A bracket sequence is a sequence of opening and closing brackets. A bracket sequence is called balanced if and only if two conditions hold:

• it contains equal number of opening and closing brackets;
• for each prefix, the number of closing brackets is not greater than the number of opening brackets.

A bracket sequence is called rebellious if it contains equal number of opening and closing brackets and is not balanced.

You are given a balanced bracket sequence of $$$n$$$ brackets and $$$q$$$ queries to it. Each query asks you to swap two brackets. It is guaranteed that after each query the sequence stays balanced.

After each query you should find whether it is possible to split the sequence into several disjoint rebellious subsequences.
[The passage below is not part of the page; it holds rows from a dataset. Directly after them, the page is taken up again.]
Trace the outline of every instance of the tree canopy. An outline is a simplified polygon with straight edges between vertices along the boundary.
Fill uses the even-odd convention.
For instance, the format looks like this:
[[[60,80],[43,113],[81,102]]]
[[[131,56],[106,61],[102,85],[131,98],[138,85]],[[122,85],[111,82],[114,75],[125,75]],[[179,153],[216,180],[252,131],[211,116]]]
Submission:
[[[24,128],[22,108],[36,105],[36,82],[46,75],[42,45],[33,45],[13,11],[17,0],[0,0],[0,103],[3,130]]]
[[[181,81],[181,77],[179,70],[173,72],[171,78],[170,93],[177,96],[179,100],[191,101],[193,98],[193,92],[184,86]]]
Formally, let the original sequence be $$$s_1s_2 \dots s_n$$$. You have to check if there exists a number $$$k \gt 1$$$ (the number of subsequences) and $$$k$$$ non-empty sequences of indices $$$(i_{1, 1} \lt \ldots \lt i_{1, l_1}), \dots, (i_{k, 1} \lt \ldots \lt i_{k, l_k})$$$ such that for each $$$1 \leq j \leq k$$$ the bracket sequence $$$s_{i_{j, 1}} s_{i_{j, 2}} \dots s_{i_{j,l_{j}}}$$$ is rebellious and every integer from $$$1$$$ to $$$n$$$ appears among those sequences exactly once.